The consulting room is three flights up in a gloomy late-nineteenth-century tenement block. But inside it’s warm and welcoming, full of books, papers, and landscape paintings. The therapist, Mrs. Fairbairn, sports a plain dark blue smock and a large helmet of tightly curled grey hair that frames a modest and sincere-seeming face. When she sits down in the consulting room, her feet are a significant distance off the floor. Rabih will later ungenerously reflect that the “hobbit” appears unlikely to have had much firsthand experience of the passions she claims to be an expert on.

Rabih notes a large box of tissues on a little table between him and Kirsten, and feels a surge of protest at its implications. He has no wish to accept the invitation to commit his complex griefs in public to a pile of tissues. As Mrs. Fairbairn takes down their phone numbers, he nearly interrupts the proceedings to announce that their coming here was actually a mistake, a rather melodramatic overreaction to a few arguments they have had, and that on second thoughts the relationship is perfectly fine and indeed at moments very good. He wants to bolt from the room back out into the normal world, to that café on the corner where he and Kirsten could have a tuna sandwich and a glass of elderflower cordial and carry on with the ordinary life from which they have so oddly excluded themselves of their own volition from a misplaced sense of inadequacy.

“Let me begin by explaining a few things,” says the therapist in a tightly enunciated, upper-class Edinburgh accent. “We have fifty minutes, which you will be able to keep track of on with the clock above the fireplace. You may be feeling a little apprehensive at this point. It would be unusual if you weren’t. You may think either that I know everything about you or that I cannot possibly know anything about you. Neither is exactly true. We are exploring things together. I should add a note of congratulation for your coming here. It requires a bit of bravery, I know. Simply by agreeing to be here, you have taken one of the biggest steps two people can take to try to remain together.”

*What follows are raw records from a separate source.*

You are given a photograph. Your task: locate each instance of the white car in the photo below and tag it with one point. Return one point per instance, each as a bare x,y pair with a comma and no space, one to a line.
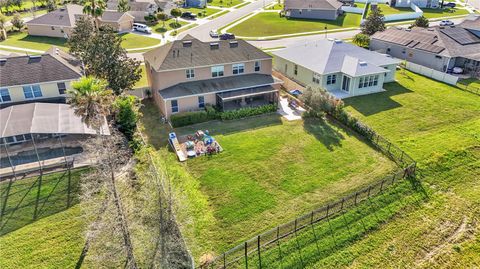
446,23
214,33
142,28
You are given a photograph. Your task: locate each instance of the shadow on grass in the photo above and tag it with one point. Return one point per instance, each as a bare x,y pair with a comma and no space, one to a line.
323,132
27,200
375,103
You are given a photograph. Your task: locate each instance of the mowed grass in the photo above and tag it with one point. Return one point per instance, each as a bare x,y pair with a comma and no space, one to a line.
270,23
41,226
271,171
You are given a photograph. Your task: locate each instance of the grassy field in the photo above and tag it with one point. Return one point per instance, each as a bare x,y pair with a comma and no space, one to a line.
41,225
270,23
224,3
269,172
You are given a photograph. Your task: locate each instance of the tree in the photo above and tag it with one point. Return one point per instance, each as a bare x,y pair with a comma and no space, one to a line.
421,21
94,8
123,6
176,12
112,64
17,22
361,40
91,101
3,32
162,17
51,5
375,22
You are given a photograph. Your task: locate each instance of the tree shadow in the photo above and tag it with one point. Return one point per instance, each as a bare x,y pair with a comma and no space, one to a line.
375,103
323,131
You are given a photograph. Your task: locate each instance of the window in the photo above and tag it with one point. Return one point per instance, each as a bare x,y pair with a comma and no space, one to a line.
5,96
316,78
201,102
217,71
61,87
190,73
331,79
257,66
174,106
32,91
238,69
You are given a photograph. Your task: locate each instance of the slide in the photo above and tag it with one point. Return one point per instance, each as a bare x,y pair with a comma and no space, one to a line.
172,139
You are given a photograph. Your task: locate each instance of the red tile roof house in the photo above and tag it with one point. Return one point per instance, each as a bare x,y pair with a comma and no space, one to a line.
188,74
60,22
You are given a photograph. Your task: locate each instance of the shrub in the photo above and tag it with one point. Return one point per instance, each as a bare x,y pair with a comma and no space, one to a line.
248,112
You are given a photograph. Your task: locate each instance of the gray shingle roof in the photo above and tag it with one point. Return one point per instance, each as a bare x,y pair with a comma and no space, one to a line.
329,56
21,70
218,85
194,53
312,4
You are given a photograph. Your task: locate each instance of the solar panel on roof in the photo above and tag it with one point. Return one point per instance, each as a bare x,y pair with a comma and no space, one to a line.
461,36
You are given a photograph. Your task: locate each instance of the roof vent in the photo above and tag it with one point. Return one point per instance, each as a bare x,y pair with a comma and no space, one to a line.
233,44
214,45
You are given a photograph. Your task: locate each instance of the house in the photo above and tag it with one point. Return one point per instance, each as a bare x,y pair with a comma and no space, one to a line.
418,3
341,68
139,9
37,78
187,74
313,9
439,48
60,22
196,3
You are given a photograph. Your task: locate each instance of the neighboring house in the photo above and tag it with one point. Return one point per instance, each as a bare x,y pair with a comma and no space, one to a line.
439,48
60,22
196,3
313,9
419,3
37,78
187,74
138,8
341,68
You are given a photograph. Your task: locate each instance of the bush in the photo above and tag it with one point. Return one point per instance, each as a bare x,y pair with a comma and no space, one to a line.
247,112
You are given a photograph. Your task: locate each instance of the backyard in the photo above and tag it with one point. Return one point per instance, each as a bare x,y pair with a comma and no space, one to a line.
270,171
270,23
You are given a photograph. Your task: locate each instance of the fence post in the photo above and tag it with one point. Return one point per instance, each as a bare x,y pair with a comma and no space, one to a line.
246,256
259,256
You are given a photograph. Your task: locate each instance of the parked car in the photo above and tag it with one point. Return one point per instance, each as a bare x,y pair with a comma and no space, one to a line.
227,36
214,33
189,16
446,23
142,28
452,5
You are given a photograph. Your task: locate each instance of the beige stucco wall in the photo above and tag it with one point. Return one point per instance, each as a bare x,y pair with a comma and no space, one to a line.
47,30
49,90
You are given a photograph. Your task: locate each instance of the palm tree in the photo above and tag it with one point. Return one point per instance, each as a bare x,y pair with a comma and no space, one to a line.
91,101
94,8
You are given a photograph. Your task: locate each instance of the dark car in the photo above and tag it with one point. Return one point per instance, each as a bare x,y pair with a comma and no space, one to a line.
227,36
452,5
189,15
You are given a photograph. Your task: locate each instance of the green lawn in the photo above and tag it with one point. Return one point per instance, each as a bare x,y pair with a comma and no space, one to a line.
388,10
224,3
133,41
269,172
41,225
270,23
205,11
433,13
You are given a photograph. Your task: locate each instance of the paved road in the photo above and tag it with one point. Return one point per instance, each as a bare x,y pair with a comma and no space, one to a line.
202,31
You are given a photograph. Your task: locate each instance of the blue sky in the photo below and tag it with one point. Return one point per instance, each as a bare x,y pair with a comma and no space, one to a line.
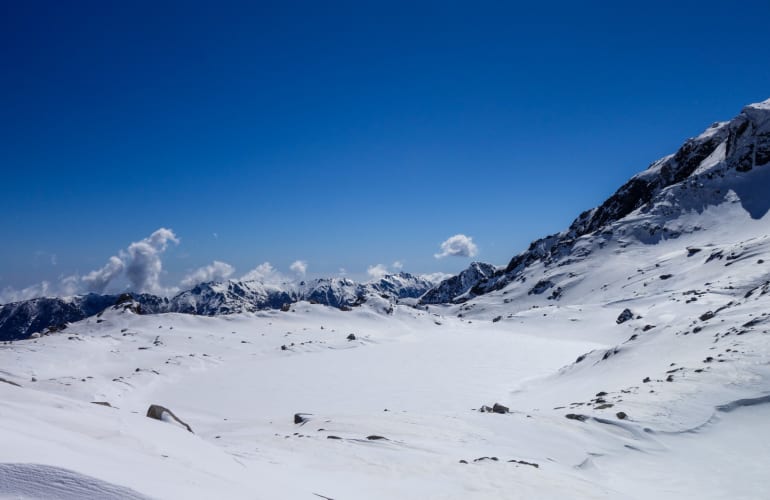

Behind her is a shelf of key books for her profession: The Ego and Its Mechanisms of Defence, Home Is Where We Start From, Separation Anxiety, The Echo of Love in Couples’ Psychotherapy, and Self and Other in Object Relations Theory. She is herself halfway through writing a book, her first, called Secure and Anxious Attachment in Marital Relationships, which will be published by a small press in London.

“Tell me, what gave you the idea that you might want to come and see me?” she continues in a more intimate voice.

They met fourteen years ago, explains Kirsten. They have two children. They both lost a parent when they were young. Their lives are busy, fulfilling, and, at times, hellish. They have arguments of a kind she hates. Her husband is too often, in her eyes, no longer the man she fell in love with. He gets angry with her; he slams doors. He has called her a cunt.

Mrs. Fairbairn looks up from her note taking with an imperturbable expression which they will come to know well.

All of that is true, admits Rabih, but in Kirsten there is a coldness and occasional silent contempt that he despairs of and that seems designed to make him furious. She responds to worries, his or her own, by falling silent and freezing him out. Often, he questions whether she loves him at all.

From Dr. Joanna Fairbairn, Secure and Anxious Attachment in Marital Relationships: An Object Relations View (Karnac Books, London):

Attachment theory, developed by the psychologist John Bowlby and colleagues in England in the 1950s, traces the tensions and conflicts of relationships back to our earliest experience of parental care.